Zimą można będzie robić badania, a wiosną, gdy będą już wyniki, przystąpić do działania.
- Na razie przygotowuję wstępny program, którym chciałabym zainteresować konserwatora zabytków – mówi kobieta.

Nie będzie to jej pierwsze odkrycie. Konserwacją zabytków zajmuje się od ponad 15 lat. Swoje prace prowadziła na terenie całego kraju, zwłaszcza w centrum Polski. Przez kilka lat współpracowała z Muzeum Zamoyskich w Kozłówce. Zabezpieczała m.in. balustradę na tarasie, brała udział w pracach konserwatorskich przy bramie głównej. A głośno zrobiło się o niej za sprawą kopii pomnika Stalina dłuta Aliny Szapocznikow, jaką wykonała dla Muzeum Narodowego w Gdańsku.

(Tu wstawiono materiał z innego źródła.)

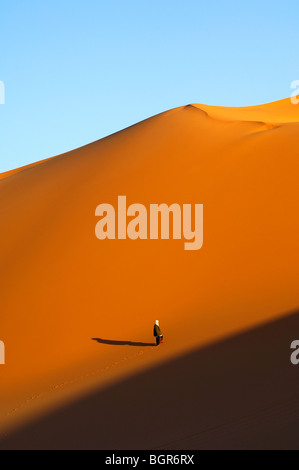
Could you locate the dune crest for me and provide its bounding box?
[0,99,299,446]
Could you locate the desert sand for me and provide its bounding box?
[0,99,299,449]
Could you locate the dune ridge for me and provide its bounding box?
[0,99,299,448]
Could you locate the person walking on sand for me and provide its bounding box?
[154,320,163,346]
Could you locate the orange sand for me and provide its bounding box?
[0,99,299,447]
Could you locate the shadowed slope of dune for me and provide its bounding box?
[0,100,299,444]
[0,312,299,449]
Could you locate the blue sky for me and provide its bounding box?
[0,0,299,172]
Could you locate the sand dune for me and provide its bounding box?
[0,99,299,448]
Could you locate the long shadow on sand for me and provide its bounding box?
[91,338,156,346]
[0,312,299,450]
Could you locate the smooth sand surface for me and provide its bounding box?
[0,99,299,448]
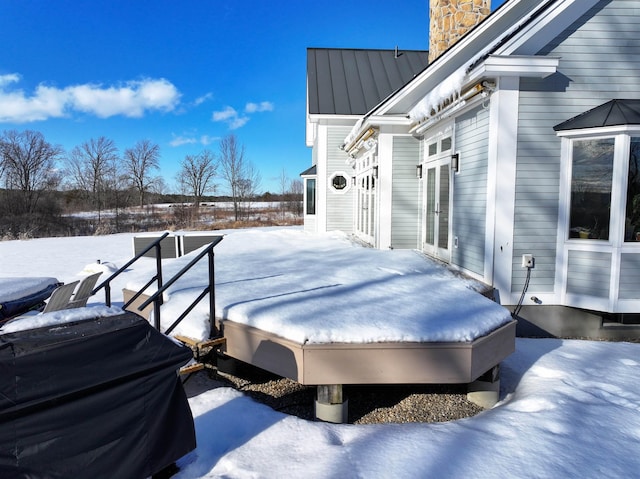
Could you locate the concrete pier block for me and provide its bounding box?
[315,384,349,424]
[467,365,500,409]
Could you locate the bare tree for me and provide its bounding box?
[220,135,261,221]
[279,168,289,220]
[124,140,160,208]
[178,150,218,208]
[0,130,62,213]
[67,136,120,222]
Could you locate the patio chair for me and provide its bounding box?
[67,272,102,309]
[42,281,79,313]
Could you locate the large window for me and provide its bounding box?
[624,137,640,241]
[569,138,615,240]
[568,135,640,244]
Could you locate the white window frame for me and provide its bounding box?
[556,126,640,313]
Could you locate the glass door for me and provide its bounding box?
[423,158,451,261]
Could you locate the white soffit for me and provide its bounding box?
[469,55,560,82]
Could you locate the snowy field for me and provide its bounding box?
[0,228,640,478]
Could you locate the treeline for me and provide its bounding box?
[0,130,302,239]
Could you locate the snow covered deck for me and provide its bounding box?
[223,321,516,385]
[124,229,515,385]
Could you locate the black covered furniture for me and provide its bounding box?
[0,312,195,479]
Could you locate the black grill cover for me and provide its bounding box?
[0,312,196,479]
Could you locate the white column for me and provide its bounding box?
[484,77,520,304]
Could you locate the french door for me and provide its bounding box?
[423,158,451,261]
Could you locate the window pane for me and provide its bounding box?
[429,143,438,156]
[624,138,640,241]
[569,138,614,240]
[306,179,316,215]
[331,175,347,190]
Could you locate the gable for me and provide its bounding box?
[307,48,428,115]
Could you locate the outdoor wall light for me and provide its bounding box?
[451,153,460,173]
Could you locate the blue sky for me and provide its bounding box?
[0,0,502,192]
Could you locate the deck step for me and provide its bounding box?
[174,334,227,349]
[179,363,204,374]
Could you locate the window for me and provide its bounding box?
[327,171,352,194]
[305,178,316,215]
[567,134,640,244]
[569,138,615,240]
[331,175,347,190]
[624,137,640,241]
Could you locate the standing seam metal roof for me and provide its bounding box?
[307,48,428,115]
[553,100,640,131]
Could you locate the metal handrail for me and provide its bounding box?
[91,231,169,309]
[138,236,223,339]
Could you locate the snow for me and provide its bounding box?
[0,276,58,303]
[0,228,640,479]
[175,339,640,479]
[0,228,511,344]
[409,65,466,123]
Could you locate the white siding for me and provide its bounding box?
[512,0,640,292]
[328,127,353,233]
[567,250,611,298]
[451,107,489,275]
[618,253,640,299]
[391,136,422,249]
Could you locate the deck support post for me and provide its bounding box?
[315,384,349,424]
[467,364,500,409]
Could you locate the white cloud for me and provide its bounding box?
[66,78,180,118]
[0,74,180,123]
[211,101,273,130]
[193,93,213,106]
[169,136,198,146]
[211,106,249,130]
[169,134,219,147]
[244,101,273,113]
[0,73,20,87]
[212,106,238,121]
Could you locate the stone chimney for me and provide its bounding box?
[429,0,491,63]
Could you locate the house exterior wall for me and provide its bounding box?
[391,136,422,249]
[324,126,354,233]
[451,107,489,276]
[511,0,640,299]
[618,253,640,299]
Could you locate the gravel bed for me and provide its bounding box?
[187,361,483,424]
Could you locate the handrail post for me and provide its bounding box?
[156,243,162,304]
[104,283,111,308]
[209,248,216,339]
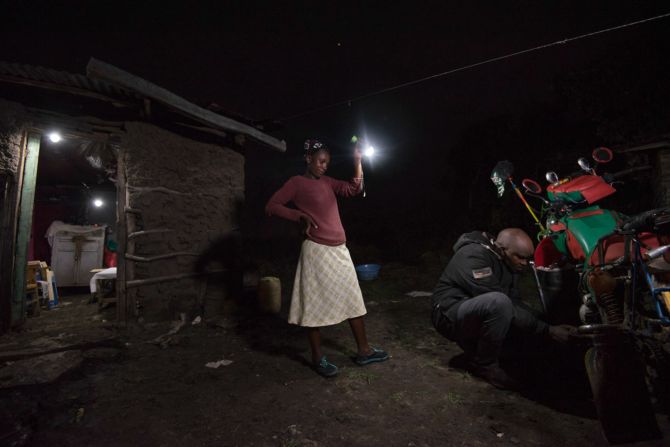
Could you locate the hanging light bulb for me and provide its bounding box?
[48,132,63,143]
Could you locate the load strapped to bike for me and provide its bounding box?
[491,147,670,443]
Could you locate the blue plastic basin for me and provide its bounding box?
[356,264,382,281]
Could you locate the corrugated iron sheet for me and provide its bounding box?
[0,61,141,100]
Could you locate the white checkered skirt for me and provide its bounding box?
[288,240,366,327]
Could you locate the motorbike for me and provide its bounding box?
[491,147,670,443]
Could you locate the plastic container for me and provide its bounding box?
[356,264,382,281]
[258,276,281,314]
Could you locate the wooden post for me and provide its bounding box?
[12,133,41,326]
[116,146,128,324]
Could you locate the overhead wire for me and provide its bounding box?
[279,12,670,121]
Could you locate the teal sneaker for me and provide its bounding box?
[355,348,389,366]
[314,355,338,377]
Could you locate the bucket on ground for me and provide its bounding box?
[356,264,382,281]
[258,276,281,314]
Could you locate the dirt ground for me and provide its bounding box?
[0,265,670,447]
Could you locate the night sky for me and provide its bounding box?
[0,1,670,256]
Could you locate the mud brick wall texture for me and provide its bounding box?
[122,122,244,320]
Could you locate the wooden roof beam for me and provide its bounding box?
[86,58,286,152]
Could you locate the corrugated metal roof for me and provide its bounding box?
[0,61,141,100]
[0,59,286,152]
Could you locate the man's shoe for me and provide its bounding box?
[469,363,521,391]
[354,348,389,366]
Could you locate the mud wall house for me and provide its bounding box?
[616,138,670,208]
[0,59,285,332]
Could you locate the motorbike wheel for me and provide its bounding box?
[638,339,670,414]
[584,334,661,444]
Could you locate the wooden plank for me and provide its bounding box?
[12,133,41,326]
[116,146,128,324]
[0,172,17,334]
[127,269,228,288]
[86,58,286,152]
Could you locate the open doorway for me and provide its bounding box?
[26,133,117,320]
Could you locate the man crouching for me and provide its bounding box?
[432,228,576,389]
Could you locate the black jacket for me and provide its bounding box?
[433,231,547,332]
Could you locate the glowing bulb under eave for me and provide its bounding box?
[49,132,63,143]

Stalin i Koreanka to nie jedyne kopie rzeźb, jakie można było znaleźć w jej pracowni. Jej największa perełka to Madonna z Dzieciątkiem. Oryginał - unikatową, średniowieczną rzeźbę Niemca Petera Parlera (współtwórca katedry św. Wita w Pradze) - pani Zofia odkryła przypadkiem kilka lat temu w Cieszynie wspólnie z tamtejszą konserwatorką Ireną Kwaśny. Madonna stała na cieszyńskim Starym Targu przez 180 lat. Nikt nawet nie przypuszczał, jak jest bezcenna. Dopiero gdy konserwatorka zdjęła z rzeźby 32 warstwy farby okazało się, że to autentyczny Parler.

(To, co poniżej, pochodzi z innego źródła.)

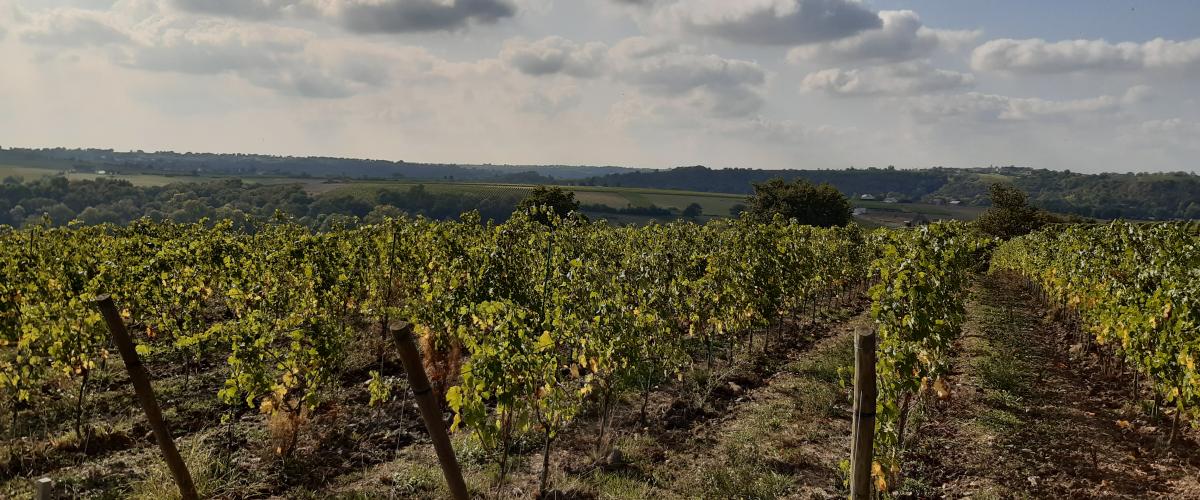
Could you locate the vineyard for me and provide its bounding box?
[992,222,1200,439]
[0,211,1200,498]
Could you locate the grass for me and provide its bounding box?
[128,436,246,500]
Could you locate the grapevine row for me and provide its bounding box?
[0,213,875,491]
[992,221,1200,432]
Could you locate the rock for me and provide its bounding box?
[604,448,625,468]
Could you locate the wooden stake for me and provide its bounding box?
[388,321,470,500]
[37,477,54,500]
[96,294,199,500]
[850,330,876,500]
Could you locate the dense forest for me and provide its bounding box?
[0,147,1200,219]
[0,176,520,229]
[576,165,1200,219]
[0,147,636,183]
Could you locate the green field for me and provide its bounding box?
[0,160,983,227]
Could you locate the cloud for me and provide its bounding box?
[335,0,516,34]
[656,0,883,46]
[170,0,304,20]
[908,85,1150,121]
[114,19,439,98]
[787,11,980,64]
[971,38,1200,74]
[1122,118,1200,151]
[608,37,767,116]
[800,61,974,97]
[170,0,517,34]
[19,8,130,47]
[500,36,767,116]
[500,36,608,78]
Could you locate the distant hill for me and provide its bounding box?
[0,147,1200,219]
[0,147,638,183]
[576,165,1200,219]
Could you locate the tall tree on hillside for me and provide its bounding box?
[745,179,851,228]
[976,182,1052,240]
[517,186,580,224]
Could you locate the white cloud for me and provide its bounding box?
[1122,118,1200,151]
[908,85,1150,121]
[500,36,608,77]
[800,61,974,97]
[655,0,882,46]
[610,37,767,116]
[500,36,767,116]
[971,38,1200,74]
[787,11,980,64]
[170,0,517,34]
[20,8,128,47]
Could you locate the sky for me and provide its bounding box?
[0,0,1200,173]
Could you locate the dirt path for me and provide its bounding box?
[901,275,1200,499]
[614,305,870,499]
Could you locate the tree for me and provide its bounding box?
[517,186,580,224]
[976,182,1051,240]
[746,179,851,228]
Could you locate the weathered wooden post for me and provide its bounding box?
[386,321,470,500]
[96,294,199,500]
[850,330,876,500]
[36,477,54,500]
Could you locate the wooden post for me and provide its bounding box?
[386,321,470,500]
[36,477,54,500]
[850,330,876,500]
[96,294,199,500]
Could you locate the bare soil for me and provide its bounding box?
[900,275,1200,499]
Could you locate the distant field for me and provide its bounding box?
[319,181,745,219]
[0,164,61,180]
[0,160,983,227]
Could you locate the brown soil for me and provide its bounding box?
[900,275,1200,499]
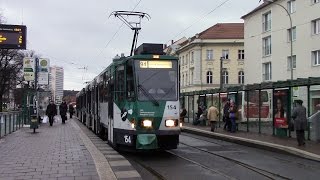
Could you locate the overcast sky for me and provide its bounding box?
[0,0,258,90]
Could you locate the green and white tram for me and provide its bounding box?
[77,44,180,150]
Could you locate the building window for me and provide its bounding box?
[190,71,193,84]
[185,74,189,86]
[311,19,320,34]
[181,74,184,86]
[288,27,297,42]
[207,71,212,84]
[312,50,320,66]
[222,50,229,59]
[207,49,213,60]
[288,55,297,70]
[238,50,244,59]
[262,11,271,32]
[288,0,296,13]
[262,36,271,56]
[190,51,194,64]
[222,71,229,84]
[238,71,244,84]
[262,62,272,81]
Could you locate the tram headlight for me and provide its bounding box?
[142,119,152,128]
[165,119,177,127]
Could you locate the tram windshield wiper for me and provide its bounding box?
[138,84,159,106]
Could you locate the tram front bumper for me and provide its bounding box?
[136,134,159,149]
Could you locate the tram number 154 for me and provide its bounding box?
[167,105,177,110]
[124,135,131,144]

Oryginał Madonny pojechał do Czech, a na cieszyńskim rynku stanęła kopia. Oczywiście zrobiła ją Zofia Kamińska-Rózga. Czy podobnego rozgłosu nabiorą cysterskie ornamenty?

- Rzadko się zdarza, że widzę takie perełki. Gdyby nie to, że muszę za coś żyć i utrzymać rodzinę, chętnie pracowałabym przy takim obiekcie za samo jedzenie i spanie – mówi o wąchockim klasztorze. - Widziałam już wiele gotyckich i romańskich obiektów, ale te rzeczywiście robią wrażenie. Wysokiej klasy detale dobrego warsztatu, wykonane w dodatku przez świetnych kamieniarzy, najprawdopodobniej importowanych. Widząc coś takiego, trudno znieczulić się na akty wandalizmu czy efekty działania korników. Liczę, że uda się temu zapobiec. Chciałabym je odrestaurować, zabezpieczyć i odpowiednio wyeksponować – zapowiada konserwatorka.